Here is an example of what your training week might look like during the run focus:

  • Monday: Leg rest day. This is a good day for core strength, stretching, and/or swimming. Think “active recovery” from your long run over the weekend.
  • Tuesday: Run workout: Intervals. The duration of these intervals will depend on where you need to focus, as determined by your baseline test. If you are trying to find and develop your high-end speed (for example, if you don’t have much of a gap between your 1-mile and your 5 km time trial), you might start with 100 or 200 m intervals with lots of rest to build in that extra speed. If you are trying to take the high-end speed that you already have and translate that into a faster 5 km or longer, you may start with 800 m, 1000 m or even mile repeats with less rest.
  • Wednesday: Cycling, active recovery, zone 1 or 2.  Try some low cadence intervals without increasing the intensity to slow things down and work on increasing muscle fibre activation and efficiency. This day can also include an easy zone 1 or 2 run to add to your run volume.
  • Thursday: Run workout: Tempo or hilly strength run.
  • Friday: Leg rest day.  This is a good day for core strength, stretching, and/or swimming.
  • Saturday: Cycling, active recovery, zone 1 or 2.  You can do a longer ride, but keep it to 60 to 70 per cent of your usual long ride volume. You want to come out of this day feeling great and avoid bringing fatigued legs into tomorrow’s run.
  • Sunday: Long run. The distance/duration of this will depend on what you brought into the run focus and what you are training for. If you are a short-distance athlete, and your race runs are 5 km, you might build up 10 to 15 km. If you are a half-distance athlete and running a half marathon at the end of your triathlon or duathlon event, you might build up to 18 to 24 km. If you are an full-distance athlete, but not racing until the spring, stick with the half distance as well.

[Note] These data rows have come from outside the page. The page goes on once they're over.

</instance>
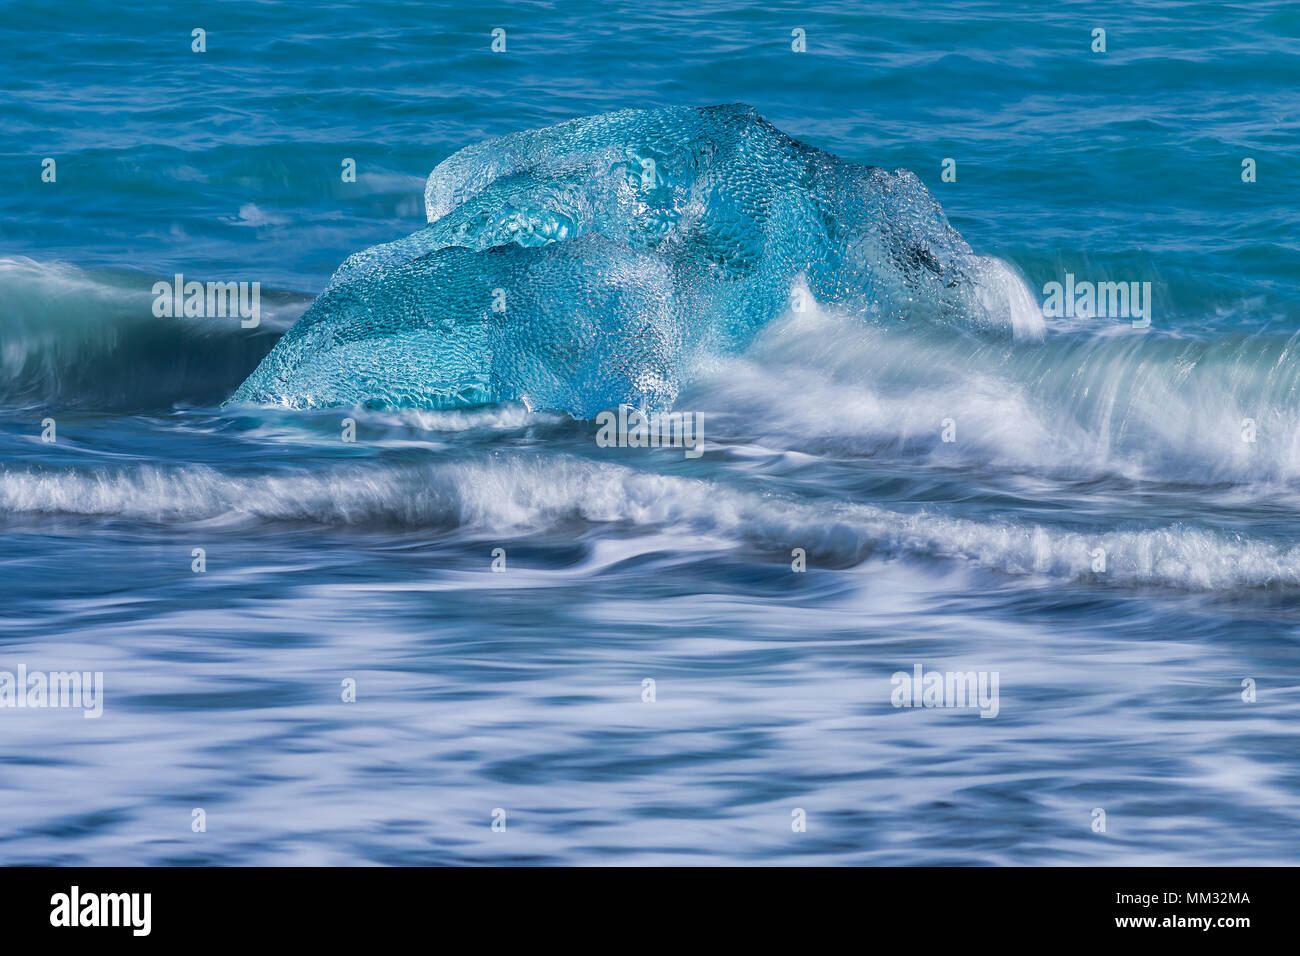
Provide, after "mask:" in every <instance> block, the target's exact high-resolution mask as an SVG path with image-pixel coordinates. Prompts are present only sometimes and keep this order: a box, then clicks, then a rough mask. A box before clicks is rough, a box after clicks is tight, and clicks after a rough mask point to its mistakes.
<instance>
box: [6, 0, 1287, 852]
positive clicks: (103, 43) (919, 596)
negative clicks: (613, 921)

Related: Daniel Clark on a run-focused training block

Regardless of your usual triathlon or run racing distance, if you want to get faster this fall, consider racing a couple of 5 km or 10 km events. It’s easy to get “stuck” running at the same paces and efforts all the time. Changing your training to focus on speed and shorter distances will challenge you physically as well as mentally, helping you overcome barriers, so you feel more comfortable holding harder efforts for longer. Your goal is to make that feeling of discomfort more familiar by the end of the training block.

By “stretching the elastic” this fall when it comes to running, you need to get out of the comfort zone, increase the gap between hard and easy, and find some speed that you can bring into 2021. By the time you get to next race season, you could be getting to the finish line faster if your training plan is put together properly.

Dr. Cindy Lewis-Caballero of CL Performance Training is a chiropractor, experienced coach and personal trainer, and former professional full-distance triathlete.